Haas buys frozen fruit from local farms whenever possible, though certain fruits come in too large of chunks for the machine, disrupting the creaminess of the blended treat. Those—like strawberries—they prepare in-house. The fall Italian plum option comes from even closer to home: They pick from neighborhood trees, chop them up, and freeze right in the shop.

Image: Brooke Fitts
Her additional toppings—matcha dust, notably—brought a bit of heat on social media because they showed that Tip Top doesn’t stay true to New Zealand–style ice cream. “Which I think is totally obvious because we’re in Seattle,” says Haas. “What I wanted to do is also highlight local flavors.” Tip Top offers, among others, a mango habanero spice mix by Papa Tony’s Hot Sauce, a West Seattle–made hokey pokey (the candy also known as seafoam or honeycomb), and an excellent housemade salted caramel sauce.
It’s hardly an unreasonable take considering New Zealand itself can’t even decide if the ice cream is genuinely local. In January, New Zealand Herald writer Madeleine Crutchley dug into the treat’s roots to see if it was really something the country could take credit for—and traced it back to an American import in the mid-1990s. The Littles, she notes, engineered their model after being let down by an Australian ice cream blender. Dennis Little believes that New Zealand got credit for the treat because of how it flourished at those same roadside berry farm stands where Haas and Phillips encountered it.

Image: Brooke Fitts
Mawhinney’s Many Bennies partner Sean Bender, the cofounder of Leavenworth soaking spa The Springs, first tasted the treat at Squamish, BC’s Alice & Brohm.

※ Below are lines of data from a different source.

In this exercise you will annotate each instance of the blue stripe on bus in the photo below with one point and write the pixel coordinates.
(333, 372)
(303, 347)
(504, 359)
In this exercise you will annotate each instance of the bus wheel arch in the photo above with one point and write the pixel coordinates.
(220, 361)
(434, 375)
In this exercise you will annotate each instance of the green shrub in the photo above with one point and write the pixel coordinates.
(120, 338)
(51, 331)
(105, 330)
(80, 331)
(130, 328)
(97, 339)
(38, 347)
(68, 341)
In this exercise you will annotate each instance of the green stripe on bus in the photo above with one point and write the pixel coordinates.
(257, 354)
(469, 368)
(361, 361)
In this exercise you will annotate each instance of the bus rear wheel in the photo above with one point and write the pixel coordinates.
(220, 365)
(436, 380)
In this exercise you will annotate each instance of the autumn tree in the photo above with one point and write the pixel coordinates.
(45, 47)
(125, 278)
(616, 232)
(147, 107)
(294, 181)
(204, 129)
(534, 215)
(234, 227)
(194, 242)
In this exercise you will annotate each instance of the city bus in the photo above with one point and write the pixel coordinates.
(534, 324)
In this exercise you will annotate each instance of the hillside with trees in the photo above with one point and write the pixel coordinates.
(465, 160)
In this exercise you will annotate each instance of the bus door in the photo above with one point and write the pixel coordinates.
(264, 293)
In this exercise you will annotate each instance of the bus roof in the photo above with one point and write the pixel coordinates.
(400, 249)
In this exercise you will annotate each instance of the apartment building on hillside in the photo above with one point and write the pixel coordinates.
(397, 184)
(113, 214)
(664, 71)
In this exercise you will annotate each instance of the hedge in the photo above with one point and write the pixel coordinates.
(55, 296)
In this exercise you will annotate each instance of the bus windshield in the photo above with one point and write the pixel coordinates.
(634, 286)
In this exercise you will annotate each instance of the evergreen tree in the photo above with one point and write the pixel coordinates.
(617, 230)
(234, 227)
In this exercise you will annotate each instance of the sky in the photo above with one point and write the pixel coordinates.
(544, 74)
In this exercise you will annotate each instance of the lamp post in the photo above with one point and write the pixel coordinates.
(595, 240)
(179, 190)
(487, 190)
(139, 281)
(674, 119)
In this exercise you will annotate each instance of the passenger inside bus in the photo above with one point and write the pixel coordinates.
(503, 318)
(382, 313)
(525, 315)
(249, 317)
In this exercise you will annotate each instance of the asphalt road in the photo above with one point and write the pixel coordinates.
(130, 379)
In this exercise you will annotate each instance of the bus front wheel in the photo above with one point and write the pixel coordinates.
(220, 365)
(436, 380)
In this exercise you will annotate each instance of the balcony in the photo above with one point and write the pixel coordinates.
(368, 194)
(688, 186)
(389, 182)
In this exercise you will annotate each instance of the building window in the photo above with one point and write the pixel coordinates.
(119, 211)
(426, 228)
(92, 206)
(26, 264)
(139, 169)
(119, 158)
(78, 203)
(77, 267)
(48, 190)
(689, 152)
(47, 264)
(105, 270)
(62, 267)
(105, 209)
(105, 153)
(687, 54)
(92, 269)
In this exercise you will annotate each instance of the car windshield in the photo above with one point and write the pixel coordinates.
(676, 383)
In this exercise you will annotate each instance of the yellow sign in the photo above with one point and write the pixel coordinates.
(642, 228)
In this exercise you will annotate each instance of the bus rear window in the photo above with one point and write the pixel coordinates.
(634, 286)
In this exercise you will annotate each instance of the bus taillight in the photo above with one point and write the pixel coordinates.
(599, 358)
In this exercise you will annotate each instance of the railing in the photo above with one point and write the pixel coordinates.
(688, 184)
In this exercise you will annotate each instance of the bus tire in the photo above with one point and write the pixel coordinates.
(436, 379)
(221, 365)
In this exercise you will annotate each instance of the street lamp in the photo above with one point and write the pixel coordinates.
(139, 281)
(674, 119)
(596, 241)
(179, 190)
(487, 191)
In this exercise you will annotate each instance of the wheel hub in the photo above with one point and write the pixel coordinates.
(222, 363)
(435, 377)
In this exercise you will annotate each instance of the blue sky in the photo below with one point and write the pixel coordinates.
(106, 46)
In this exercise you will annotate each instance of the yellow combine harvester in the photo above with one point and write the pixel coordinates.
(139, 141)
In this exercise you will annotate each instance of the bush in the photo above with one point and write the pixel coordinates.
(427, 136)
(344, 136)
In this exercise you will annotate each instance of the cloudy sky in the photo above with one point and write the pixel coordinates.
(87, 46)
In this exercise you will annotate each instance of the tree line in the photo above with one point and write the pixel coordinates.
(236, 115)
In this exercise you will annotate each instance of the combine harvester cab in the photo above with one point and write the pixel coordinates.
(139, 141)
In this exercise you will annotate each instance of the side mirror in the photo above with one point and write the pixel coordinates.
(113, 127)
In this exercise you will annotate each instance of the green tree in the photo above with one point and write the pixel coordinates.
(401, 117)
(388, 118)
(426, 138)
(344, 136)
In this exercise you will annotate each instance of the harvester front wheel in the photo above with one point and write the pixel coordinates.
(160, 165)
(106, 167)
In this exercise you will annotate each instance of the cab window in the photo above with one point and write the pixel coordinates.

Seeing how Alice & Brohm functioned as a hub of the climbing community in Squamish and Welly’s as the same for Port Angeles, the pair had a vision for the service window at the Bouldering Project location in Fremont, Bender says. “Everyone loves ice cream.”
They imported their Little Jem through SeaTac’s cargo terminal, lugging it north in Bender’s van. They sourced fruit from a farm in Burlington, WA. Then they started practicing. Each serving of New Zealand–style ice cream is made individually, mixing the neutral scoop with the frozen fruit to order. Getting the right proportions took endless repetition, and even when they thought they were ready, the fast-building lines that greeted them each day proved them wrong. It turned out, everyone wanted New Zealand–style ice cream, and they really wanted swirly cones that come with candy googly eyes on them.

Image: Brooke Fitts
In searching for their unique twist on the treat, the Bennies had toyed with the idea of free sprinkles, then, in keeping with the (at least seemingly) more healthful nature of the ice cream, considered edible flowers. Eventually, Mawhinney remembered a shop near where he grew up in Maine that put candy eyes on treats. The eyes gave the cones a bit of personality, and as they landed on the name, the ice cream itself became another of the Bennies, taking on a life of its own through its expressive eyes.
Sometimes that personality was a little too weird—Bender ordered 20 kinds of candy eyes before landing on the right size and style. Too small and it was scary; too big was even worse. Then they found their Goldilocks. Just adorable enough to go viral on Instagram; still plenty kooky, as attested to by my stunned strawberry swirl, with one eye on each side of its pointy peak.

Image: Brooke Fitts
Though one of the major draws of real fruit ice cream is the freshness of the fruit flavor and its (plausible) healthfulness, another aspect of the appeal is that it makes those sorts of adult concerns feel as far away as New Zealand itself. “You’re holding an ice cream cone that has the chocolate drizzle running down it. It’s on your hands, it’s messy, and there are these eyeballs that make it look like a little monster,” Bender says. “It doesn’t matter where you came from, who you are, who you’re with. You are a kid again.”